На их глазах внушительная колонна римлян распалась на несколько отрядов. Команда. Сотни растянулись в длинные шеренги, в два ряда охватывая гору на всем зримом расстоянии.
– Вон Пиепор! – палец телохранителя указал царю нарядную фигуру рядом с десятком конных римлян.
– И Регебал, и Дакиск, и Турвид, – добавил другой.
– Стараются! – Децебал презрительно усмехнулся.
Внизу раздался собачий лай. Воины перевели взгляд и увидели то, что не заметили вначале. Гораздо ближе, чем основные силы, уже под самым обрывом, пробиралась центурия галлов с поисковыми собаками на поводках. Вот отчего так ярился Филипп. Верный пес чувствовал чужаков. Гельветские овчарки рвались вперед, чуя людей.
– Надо отвлечь псов! – жестко сказал царь. – Филипп, ко мне.
Собака пружинисто помахивала хвостом. Хозяин нарочито грубо, прощально потрепал загривок преданного друга. Никто из патакензиев рядом не догадался, что в душе Децебал шепнул волкодаву: «Прости. На полях Замолксиса я буду делиться с тобой лучшими кусками. Прости и прощай!»
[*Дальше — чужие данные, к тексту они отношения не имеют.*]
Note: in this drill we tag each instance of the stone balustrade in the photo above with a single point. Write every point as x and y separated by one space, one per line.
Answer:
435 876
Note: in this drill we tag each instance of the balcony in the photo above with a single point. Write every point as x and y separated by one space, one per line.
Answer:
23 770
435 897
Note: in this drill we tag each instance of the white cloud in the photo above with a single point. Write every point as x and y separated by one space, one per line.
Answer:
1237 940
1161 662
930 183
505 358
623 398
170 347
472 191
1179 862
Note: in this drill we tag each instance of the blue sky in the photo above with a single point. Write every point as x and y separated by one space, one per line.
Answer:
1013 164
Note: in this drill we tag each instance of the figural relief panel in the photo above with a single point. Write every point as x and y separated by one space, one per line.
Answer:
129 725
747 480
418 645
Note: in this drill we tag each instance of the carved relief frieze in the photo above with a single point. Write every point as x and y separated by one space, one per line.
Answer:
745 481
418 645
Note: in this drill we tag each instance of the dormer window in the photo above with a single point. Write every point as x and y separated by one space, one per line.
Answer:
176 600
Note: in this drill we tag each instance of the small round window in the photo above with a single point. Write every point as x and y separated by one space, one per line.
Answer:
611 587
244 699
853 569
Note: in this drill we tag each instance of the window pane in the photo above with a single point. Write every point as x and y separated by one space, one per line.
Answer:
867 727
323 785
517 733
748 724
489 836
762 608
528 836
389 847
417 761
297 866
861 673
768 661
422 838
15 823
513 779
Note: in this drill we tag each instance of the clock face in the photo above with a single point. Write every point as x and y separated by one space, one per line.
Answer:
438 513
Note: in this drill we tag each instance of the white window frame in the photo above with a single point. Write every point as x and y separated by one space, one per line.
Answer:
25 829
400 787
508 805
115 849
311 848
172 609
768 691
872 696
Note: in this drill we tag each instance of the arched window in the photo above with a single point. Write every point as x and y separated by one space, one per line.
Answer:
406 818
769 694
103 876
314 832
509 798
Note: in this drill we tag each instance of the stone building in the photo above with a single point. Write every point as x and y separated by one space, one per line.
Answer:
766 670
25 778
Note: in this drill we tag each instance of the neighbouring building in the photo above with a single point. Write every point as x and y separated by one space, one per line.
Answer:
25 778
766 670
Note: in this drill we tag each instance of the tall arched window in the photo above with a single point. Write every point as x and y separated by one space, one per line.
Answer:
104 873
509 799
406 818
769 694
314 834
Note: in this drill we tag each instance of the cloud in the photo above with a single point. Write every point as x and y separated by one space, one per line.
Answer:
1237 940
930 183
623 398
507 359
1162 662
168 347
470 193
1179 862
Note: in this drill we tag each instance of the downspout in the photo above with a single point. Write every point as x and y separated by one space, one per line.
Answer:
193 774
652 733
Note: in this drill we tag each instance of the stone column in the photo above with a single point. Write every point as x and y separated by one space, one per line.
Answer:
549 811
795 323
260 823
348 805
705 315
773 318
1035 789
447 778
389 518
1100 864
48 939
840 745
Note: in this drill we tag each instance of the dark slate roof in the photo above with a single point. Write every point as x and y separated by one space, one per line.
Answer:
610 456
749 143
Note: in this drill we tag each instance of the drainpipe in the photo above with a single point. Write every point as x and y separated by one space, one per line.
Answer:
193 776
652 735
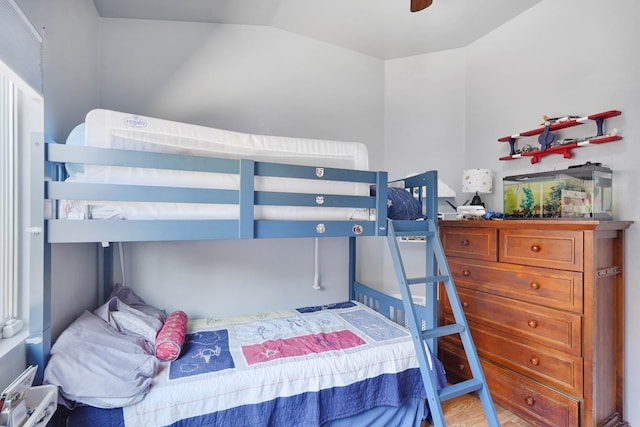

– Взять их, Филипп! Взять!
Немыслимым прыжком Филипп перемахнул выступ в скале и вцепился в горло передовой собаке. Сверкнули белые клыки. Пес с разорванным горлом покатился по земле. Овчарка кинулась к следующему. Центурион-галл замахал мечом, приказывая затравить невесть откуда взявшегося дьявола. Галлы-собаководы отстегнули ошейники. Двадцать ищеек с разных сторон набросились на храбреца. Тошнотворно запахло кровью и мокрой псиной.
Децебал и патакензии засыпали озверелый собачий клубок стрелами. Скулеж и визг заполнили окрестности. Издыхающие пронзенные гельветы катались по каменистому крошеву. Задуманное удалось. В два залпа дакийский царь и его воины прикончили или сильно ранили почти всех поисковых псов.
В ответ стрелки-галлы обрушили град свинцовых пулек из длинных кожаных пращей. Пространство между деревьями наполнилось свистом летящих снарядов.
– Собака Децебала! – радостно указал римскому трибуну Пиепор.
Регебал, мрачный, следил за умело проведенной зятем диверсией. Он только молча кивнул на вопросительный взгляд римского начальника в подтверждение слов костобока.
– Так сам Децебал тоже наверху? – спросил, чтобы лишний раз окончательно увериться, трибун.
– Да! Филипп не выполнит ничей приказ, кроме как самого царя!
– Прекрасно! Центурии – вперед!!!
Десятки в шеренгах ускорили шаг. Подоспевшие лучники присоединили к камням галлов свои стрелы.
Децебал и патакензии-телохранители отвечали расчетливо. Берегли каждый наконечник. Тропа позволяла римлянам наступать лишь по два человека в ряд. Уже свыше десятка сраженных врагов валялись на камнях и корневищах. Но и маленький отряд защитников понес первые потери.
Свинцовое ядрышко от пращи перебило плечо воина рядом с царем, и погиб под стрелами другой, который не успел, перебегая, укрыться за стволом. Откуда-то сбоку и сверху доносились вопли и крики «Барра!!!»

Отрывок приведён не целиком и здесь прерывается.